A tensão na Universidade de S. Paulo tomou a forma de um confronto entre quem defende a qualidade científica e quem quer a democracia, entendendo por ela a eleição do reitor com igual peso para professores, alunos e funcionários. Não concordo com essa polarização. O segredo da USP é a alta qualidade. Ela é a melhor universidade da América Latina porque não transige neste ponto. Mas qualidade não é oligarquia. Em 2010 o reitor decidiu transferir o prédio da reitoria, a alto custo. Essa medida poderia ser justa, mas o problema é que foi decidida sem ampla discussão. E não tem cabimento uma situação em que pesquisadores de alto nível, porque precisam do apoio da reitoria para seus laboratórios e pesquisas, necessitam votar no candidato com pinta de vencedor. Esse tipo de política não deve existir em lugar nenhum, menos ainda no mundo acadêmico.
O cerne da qualidade está na cultura de avaliação da pesquisa e da pós-graduação, disseminada pela instituição. Todos hoje sabemos que é importante pesquisar, conseguir o reconhecimento dos pares, publicar nos melhores veículos. Só a graduação ainda não tem uma cultura tão consolidada de qualidade e inovação, e esse deveria ser o grande desafio das universidades nos próximos anos. Mas, quando dizemos que o segredo da qualidade está numa cultura de avaliação, afirmamos também que uma cultura compartilhada não precisa de um poder semi-absoluto dando as ordens. Justamente porque ela é partilhada, ela pode funcionar sem autoritarismo.

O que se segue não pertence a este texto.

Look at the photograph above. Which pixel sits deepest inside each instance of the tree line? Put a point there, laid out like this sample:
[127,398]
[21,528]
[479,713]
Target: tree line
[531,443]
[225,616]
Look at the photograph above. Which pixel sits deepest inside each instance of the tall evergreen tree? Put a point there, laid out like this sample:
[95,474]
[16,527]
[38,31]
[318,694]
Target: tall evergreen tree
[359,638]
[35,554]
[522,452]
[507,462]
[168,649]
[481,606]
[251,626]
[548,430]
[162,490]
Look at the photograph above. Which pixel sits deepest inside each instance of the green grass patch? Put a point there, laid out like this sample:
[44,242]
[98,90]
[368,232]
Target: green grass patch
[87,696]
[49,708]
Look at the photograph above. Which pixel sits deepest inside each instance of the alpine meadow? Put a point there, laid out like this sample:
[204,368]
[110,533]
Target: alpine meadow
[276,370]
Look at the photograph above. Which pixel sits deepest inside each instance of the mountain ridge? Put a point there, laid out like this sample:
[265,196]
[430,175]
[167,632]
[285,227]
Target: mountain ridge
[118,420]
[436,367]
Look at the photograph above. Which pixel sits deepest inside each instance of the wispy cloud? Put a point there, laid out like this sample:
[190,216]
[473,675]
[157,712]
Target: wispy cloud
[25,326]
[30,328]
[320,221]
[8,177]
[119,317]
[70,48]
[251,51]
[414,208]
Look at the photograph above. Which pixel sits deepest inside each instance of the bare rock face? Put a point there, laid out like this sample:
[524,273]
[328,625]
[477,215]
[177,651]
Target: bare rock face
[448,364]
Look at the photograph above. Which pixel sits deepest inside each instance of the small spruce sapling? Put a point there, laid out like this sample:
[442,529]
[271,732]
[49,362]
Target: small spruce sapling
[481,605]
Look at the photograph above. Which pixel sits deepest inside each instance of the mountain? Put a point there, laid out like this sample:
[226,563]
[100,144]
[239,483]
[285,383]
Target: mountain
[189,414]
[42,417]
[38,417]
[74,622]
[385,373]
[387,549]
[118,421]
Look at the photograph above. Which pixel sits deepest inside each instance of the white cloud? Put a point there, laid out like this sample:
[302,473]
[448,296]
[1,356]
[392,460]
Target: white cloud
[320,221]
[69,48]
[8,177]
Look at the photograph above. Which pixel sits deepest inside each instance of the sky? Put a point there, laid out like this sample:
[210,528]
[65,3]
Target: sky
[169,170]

Já quanto à democracia, a USP não é um “demos”, um povo, porque não tem as complexas relações econômicas, sociais e políticas que caracterizam o povo; uma universidade é uma instituição especializada. A USP, como suas duas irmãs, foi instituída pelo povo (o paulista) para ter a melhor pesquisa e o melhor ensino, e essa condição de “melhor” exige mérito. (Não uso a palavra “meritocracia”, porque ela está errada. O poder, o “kratos” dos gregos, nuam sociedade atual só pode estar no povo. Mas a universidade não é o povo. E nela o fundamental não é o poder – “de nomear e demitir”, como dizia Getúlio Vargas – e sim a autoridade: o reconhecimento que os melhores conseguem, devido a sua qualidade intelectual ou científica, devido portanto a seu mérito).
As duas demandas – a da qualidade mas sem oligarquia, a da participação mas sem pôr em risco a qualidade – precisam e podem negociar. Parece-me pouco que, mesmo com a recente e moderada reforma, nem mesmo um terço dos seis mil professores doutores da USP votem na escolha do reitor; deveriam votar todos eles, com uma participação compatível de alunos, funcionários, sobretudo especializados, e talvez ex-alunos. Mas o decisivo na USP, para além da forma de escolha do reitor, só pode ser a busca da melhor qualidade.